Her heels clicked belligerently on the tiled floor as she marched down the hall.

Cole's temporary office was located at the back of the building. Several secretaries glanced up in surprise as Elinor passed swiftly through a larger room that Cole's office opened onto. A makeshift sign had been tacked to a half-open door. Whittier Incorporated.

Elinor rapped firmly on the door, the movement making it swing open.

"Elinor!" Cole looked up in surprise. He sat behind a beat-up wooden desk that had clearly never seen better days. His jacket lay thrown across a nearby chair, and his pristine white shirt, sleeves rolled up, was open at the collar.

He looked so strong and industrious that she had to pause for a fraction of a second to regain her momentum. Her fingers curled around the newspaper in her hand.

"How dare you do this?" Elinor stormed into the room after her brief hesitation, slapping the newspaper down on top of the litter of papers on his desk.

Cole leaned back in his chair, an amused gleam in his eyes. "Good morning to you, too, El."

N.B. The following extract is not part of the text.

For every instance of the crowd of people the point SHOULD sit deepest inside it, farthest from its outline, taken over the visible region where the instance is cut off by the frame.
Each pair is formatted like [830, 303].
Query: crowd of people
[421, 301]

"Do you think all you have to do is wave your checkbook and people will bow down to you?"

He looked at her a long moment without answering, his gaze lingering on her heated face.

"Well?" she burst out.

Getting up, Cole walked around the desk and closed his office door. "I assume," he commented, turning to face her, "that you're a little upset over the Whittier escrow account."

"Upset? I'm furious! How could you set this up and name me as trustee without asking me?"

"I thought you were the best person for the job." His eyes twinkled. "I can personally vouch for your incorruptibility."

Elinor felt her temperature rise. No man had ever gone further in corrupting her than Cole Whittier.

"Why don't you just call this escrow account a bribe?" she asked scornfully, trying to ignore the hyper beat of her heart.

The office was small, occupied by a desk and a few chairs. Cole leaned with his back against the door, so close to where she stood that her every breath drew in the clean smell of his soap.